BEIJING (AP) _ China’s most powerful communists agreed Thursday to shake up the government through personnel changes and reforms expected to pare down ministries.

Details were not released, but the shakeup was expected to include the promotion of China’s top economic official, Vice Premier Zhu Rongji, to premier.

Plans also include merging and abolishing some ministries and spinning others off into holding companies to better tailor the government to the needs of a market-based economy, Chinese and foreign diplomatic sources said.

Meeting against a backdrop of red flags and the communist hammer and sickle emblem, 341 members of the Communist Party’s policy-setting Central Committee approved the plans at a two-day, closed-door session that ended Thursday, state-run television reported.
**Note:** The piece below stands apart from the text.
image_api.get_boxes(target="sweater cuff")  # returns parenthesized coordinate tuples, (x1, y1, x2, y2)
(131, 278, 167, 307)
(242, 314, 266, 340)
The plans will be forwarded to the National People’s Congress, the Chinese legislature that opens its annual session March 5. The legislature usually rubber-stamps decisions taken by the Communist Party, and the planned government shakeup will almost certainly be approved.

Xinhua, the state-run news agency, said administrative changes were necessary for ``deepening reforms of the economic system″ and to make government more efficient, staffed with ``high-quality, specialized″ civil servants.

Many of the often overstaffed ministries have overlapping functions. Some have had less and less to do as China switched over the past two decades from a centrally planned to a capitalist-style market economy.

The system encourages corruption, waste and red tape that frustrates reforms and economic dynamism and encourages bureaucrats to interfere in business.

How far and fast the reforms will go is unclear. Chinese sources and foreign diplomats, speaking on condition of anonymity, say powerful bureaucrats are lobbying hard to save their jobs from the ax.

Li, who must by law step down after two five-year terms as premier, will likely be named head of the legislature.